Monday, March 7, 2016

A $1.35 million cookie: Verizon settles FCC's "Supercookie" probe

Early Monday morning, the FCC announced it had reached a settlement with Verizon over the wireless giant's practice of injecting a tracking header into websites browsed from a mobile device using Verizon's mobile data network.

On the surface, this seems a huge win for consumer privacy - but the reason why requires a bit of explanation, and the actual implications are a bit more nuanced.


The Federal Communications Commission is the US Federal agency charged with regulating communications by radio, television, wire, satellite, and cable. In late 2014, they began an investigation into complaints that Verizon failed to properly protect its customer's personal information. Specifically, the FCC was interested in a tracking value, unique to the device in use, that Verizon inserted into web pages.

When you browse the web, web servers reply with the content that you see on the screen. The servers also reply with "HTTP headers" - information that helps your browser and the server work together.

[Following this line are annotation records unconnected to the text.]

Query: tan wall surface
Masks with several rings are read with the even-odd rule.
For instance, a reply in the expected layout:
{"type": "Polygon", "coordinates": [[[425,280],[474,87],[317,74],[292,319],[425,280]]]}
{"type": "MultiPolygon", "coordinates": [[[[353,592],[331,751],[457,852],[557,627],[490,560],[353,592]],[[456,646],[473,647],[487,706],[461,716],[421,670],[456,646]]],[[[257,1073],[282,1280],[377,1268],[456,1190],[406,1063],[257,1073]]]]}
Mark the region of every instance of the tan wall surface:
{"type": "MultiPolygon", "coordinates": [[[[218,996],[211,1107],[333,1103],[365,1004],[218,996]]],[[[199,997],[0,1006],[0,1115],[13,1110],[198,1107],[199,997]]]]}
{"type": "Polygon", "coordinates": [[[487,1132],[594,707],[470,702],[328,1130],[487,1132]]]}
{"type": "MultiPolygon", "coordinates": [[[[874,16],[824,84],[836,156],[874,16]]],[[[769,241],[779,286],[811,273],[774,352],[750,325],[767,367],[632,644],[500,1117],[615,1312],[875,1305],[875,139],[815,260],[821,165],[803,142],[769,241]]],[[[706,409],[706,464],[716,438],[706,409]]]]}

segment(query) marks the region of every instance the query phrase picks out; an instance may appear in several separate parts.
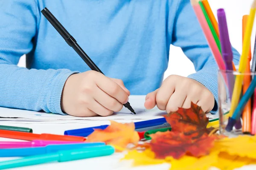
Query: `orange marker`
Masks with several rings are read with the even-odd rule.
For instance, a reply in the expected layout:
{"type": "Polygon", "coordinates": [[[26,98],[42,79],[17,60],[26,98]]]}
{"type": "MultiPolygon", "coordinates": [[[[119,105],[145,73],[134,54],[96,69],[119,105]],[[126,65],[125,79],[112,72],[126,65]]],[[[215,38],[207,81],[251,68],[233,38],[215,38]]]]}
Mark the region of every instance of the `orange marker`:
{"type": "MultiPolygon", "coordinates": [[[[248,15],[244,15],[243,17],[243,42],[244,40],[244,36],[246,29],[246,25],[248,15]]],[[[246,62],[246,67],[245,73],[250,73],[250,62],[252,58],[252,54],[250,48],[248,54],[247,61],[246,62]]],[[[243,86],[243,94],[246,92],[248,87],[251,82],[251,76],[250,75],[245,75],[244,77],[244,85],[243,86]]],[[[251,132],[251,99],[250,99],[246,105],[244,107],[243,111],[243,133],[250,133],[251,132]]]]}
{"type": "Polygon", "coordinates": [[[15,139],[16,139],[32,141],[45,140],[51,141],[84,142],[86,139],[83,137],[69,135],[58,135],[52,134],[35,134],[27,132],[0,130],[0,137],[15,139]]]}

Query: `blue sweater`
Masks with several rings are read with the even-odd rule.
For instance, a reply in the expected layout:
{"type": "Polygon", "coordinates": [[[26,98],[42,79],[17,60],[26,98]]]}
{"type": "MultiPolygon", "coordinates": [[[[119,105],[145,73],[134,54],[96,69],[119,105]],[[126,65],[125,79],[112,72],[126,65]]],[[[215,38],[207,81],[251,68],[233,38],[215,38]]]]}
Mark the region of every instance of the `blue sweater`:
{"type": "Polygon", "coordinates": [[[189,77],[218,101],[217,66],[189,0],[0,0],[0,106],[63,114],[65,81],[90,70],[41,14],[46,7],[131,94],[160,86],[172,44],[194,63],[189,77]],[[17,65],[24,54],[27,68],[17,65]]]}

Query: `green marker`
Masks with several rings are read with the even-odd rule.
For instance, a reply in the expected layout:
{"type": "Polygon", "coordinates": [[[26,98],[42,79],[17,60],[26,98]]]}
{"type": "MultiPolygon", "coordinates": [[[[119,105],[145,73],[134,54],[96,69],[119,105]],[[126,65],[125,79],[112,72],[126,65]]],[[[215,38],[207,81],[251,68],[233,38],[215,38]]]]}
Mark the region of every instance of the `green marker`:
{"type": "Polygon", "coordinates": [[[16,127],[15,126],[9,126],[0,125],[0,130],[17,131],[18,132],[32,133],[32,129],[26,128],[16,127]]]}
{"type": "Polygon", "coordinates": [[[155,133],[157,132],[166,132],[167,131],[171,131],[172,130],[172,128],[162,128],[161,129],[154,129],[153,130],[148,130],[145,132],[144,133],[144,138],[146,140],[150,140],[151,139],[151,137],[149,136],[149,135],[151,134],[155,133]]]}
{"type": "Polygon", "coordinates": [[[112,154],[115,149],[110,145],[63,150],[43,155],[0,162],[0,170],[24,167],[58,161],[64,162],[112,154]]]}

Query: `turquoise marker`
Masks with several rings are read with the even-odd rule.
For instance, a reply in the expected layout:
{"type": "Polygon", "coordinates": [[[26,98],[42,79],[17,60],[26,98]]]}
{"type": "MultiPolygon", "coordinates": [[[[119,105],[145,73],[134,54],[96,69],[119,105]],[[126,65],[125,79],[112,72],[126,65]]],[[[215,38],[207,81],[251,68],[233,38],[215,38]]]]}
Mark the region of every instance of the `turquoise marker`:
{"type": "Polygon", "coordinates": [[[58,161],[64,162],[98,156],[106,156],[115,152],[109,145],[63,150],[58,152],[28,156],[24,158],[0,162],[0,170],[25,167],[58,161]]]}
{"type": "Polygon", "coordinates": [[[44,147],[0,149],[0,157],[24,157],[50,153],[60,150],[71,150],[85,147],[105,145],[104,142],[81,143],[71,144],[49,144],[44,147]]]}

Headers specify the website name (since more than one site may be hosted at the same IP address - think of how many blogs are hosted by Google's Blogger platform, for example); the preferred language; the type and version of the web browser; the types of content that are acceptable; and various other settings. These headers are typically handled in the background and never seen by the end user.

When browsing across Verizon's wireless data network, Verizon would add an additional header, a Unique Identification Header (or UIDH) containing a value unique to the device.

Advertising trackers are a controversial topic, the merits of which I will not go into here beyond saying that tracking enable websites and advertisers to show you things you might actually be interested in, while simultaneously enabling creepy apparent coincidences and invasions of privacy. The Electronic Frontier Foundation wrote a short summary of the privacy concerns in 2014.

Those strongly against tracking can do a number of things to limit its effectiveness. You can delete cookies. You can use different browsers, or use "Incognito" or "InPrivate" mode. You can even use a "virtual machine." But when the tracker is injected by your Internet provider, nothing you do on your device makes a difference: the unique header is there in the website traffic, available for anyone else to use.

When a unique tracking value is injected by the Internet provider, without the consumer being aware, and with no way to choose not to be tracked, the FCC becomes very interested.

Verizon's Settlement

The settlement consent decree(pdf) published by the FCC states that while Verizon began using UIDH trackers in 2012, it did not disclose the practice until October 2014. It was another 6 months before the company provided a way to opt out of the headers (my selecting to not participate in "Relevant Mobile Advertising"). Even so, unless one intentionally elected not to participate, by default Verizon continued to add the UIDH tracking value.

On Monday the FCC ordered Verizon to pay a fine of $1,350,000 USD, and to "obtain customer opt-in consent prior to sharing a customer's UIDH with a third party to deliver targeted advertising."

The language used here is a bit less forceful than I would have preferred. While I am not a lawyer, the language suggests to me that Verizon can still insert the tracking headers without consumer consent, but must obtain customer opt-in consent before sharing that UIDH with any advertising partner. The kicker is, if the UIDH is inserted into the webpage, then any other code in the same website (including advertising code) could have access to the header and use it for tracking purposes.

Naturally though, there are at least two sides to every question. After tweeting the above, Nate Cardozo - Staff Attorney for the Electronic Frontier Foundation - replied with a different interpretation.

Bottom line? Well, that remains to be seen. With all due respect to Mr. Cardozo, even if Verizon limits the UIDH to Verizon-owned IP blocks, the tracking value can conceivably still be used to uniquely identify the customer. Still, its at least a small win for consumer privacy.